Saturday, 25 October 2014
Google Vice-President Skydives From The Stratosphere!
A Google executive set a new world record for the farthest skydive as he jumped from a balloon near the top of the stratosphere!
Alan Eustace, 57, is a senior vice-president at Google, and at dawn he was lifted by a balloon filled with 35,000 cubic feet of helium from an abandoned runway at the airport in Roswell, New Mexico.
For a little over two hours, the balloon ascended at speeds up to 1,600 feet per minute to an altitude of more than 25 miles. Eustace dangled underneath in a specially designed spacesuit with an elaborate life-support system. He returned to earth just 15 minutes after starting his fall.
“It was amazing,” he said. “It was beautiful. You could see the darkness of space and you could see the layers of atmosphere, which I had never seen before.”

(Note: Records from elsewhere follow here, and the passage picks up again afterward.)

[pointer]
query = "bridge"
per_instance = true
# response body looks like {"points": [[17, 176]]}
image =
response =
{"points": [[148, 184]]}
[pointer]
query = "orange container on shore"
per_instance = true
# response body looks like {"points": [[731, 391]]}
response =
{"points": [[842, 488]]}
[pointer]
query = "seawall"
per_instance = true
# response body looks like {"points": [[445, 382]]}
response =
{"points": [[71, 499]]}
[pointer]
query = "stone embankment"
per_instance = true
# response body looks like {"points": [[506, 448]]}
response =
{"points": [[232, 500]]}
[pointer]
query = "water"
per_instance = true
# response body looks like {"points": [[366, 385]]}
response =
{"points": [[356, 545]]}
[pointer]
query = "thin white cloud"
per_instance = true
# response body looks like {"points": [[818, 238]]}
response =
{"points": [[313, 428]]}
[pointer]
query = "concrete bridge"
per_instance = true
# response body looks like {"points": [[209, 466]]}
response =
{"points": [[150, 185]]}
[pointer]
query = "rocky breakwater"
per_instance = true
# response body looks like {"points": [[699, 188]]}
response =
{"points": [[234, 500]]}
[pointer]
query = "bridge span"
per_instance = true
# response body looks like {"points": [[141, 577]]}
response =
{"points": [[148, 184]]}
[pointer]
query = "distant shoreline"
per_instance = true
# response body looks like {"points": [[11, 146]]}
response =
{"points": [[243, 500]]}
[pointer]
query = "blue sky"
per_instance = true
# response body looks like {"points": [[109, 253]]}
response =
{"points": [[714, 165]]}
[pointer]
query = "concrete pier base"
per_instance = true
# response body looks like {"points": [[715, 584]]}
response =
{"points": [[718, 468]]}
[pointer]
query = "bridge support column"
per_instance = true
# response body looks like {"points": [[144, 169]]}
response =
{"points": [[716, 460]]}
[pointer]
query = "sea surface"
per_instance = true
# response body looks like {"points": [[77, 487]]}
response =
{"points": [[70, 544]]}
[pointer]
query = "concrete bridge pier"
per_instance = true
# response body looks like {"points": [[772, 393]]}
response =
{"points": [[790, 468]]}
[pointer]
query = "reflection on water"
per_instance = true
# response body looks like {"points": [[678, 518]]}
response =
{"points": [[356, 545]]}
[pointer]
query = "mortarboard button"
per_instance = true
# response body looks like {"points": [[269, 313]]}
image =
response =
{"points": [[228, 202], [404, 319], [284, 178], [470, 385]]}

Eustace cut himself loose from the balloon with the aid of a small explosive device and plummeted toward the Earth at speeds that peaked at 822 mph, setting off a small sonic boom heard by observers on the ground.
Eustace’s top altitude was initially reported as 135,908 feet. The final number being submitted to the World Air Sports Federation is 135,890 feet. The previous altitude record was set by Austrian daredevil Felix Baumgartner, who jumped from 128,100 feet on Oct. 14, 2012.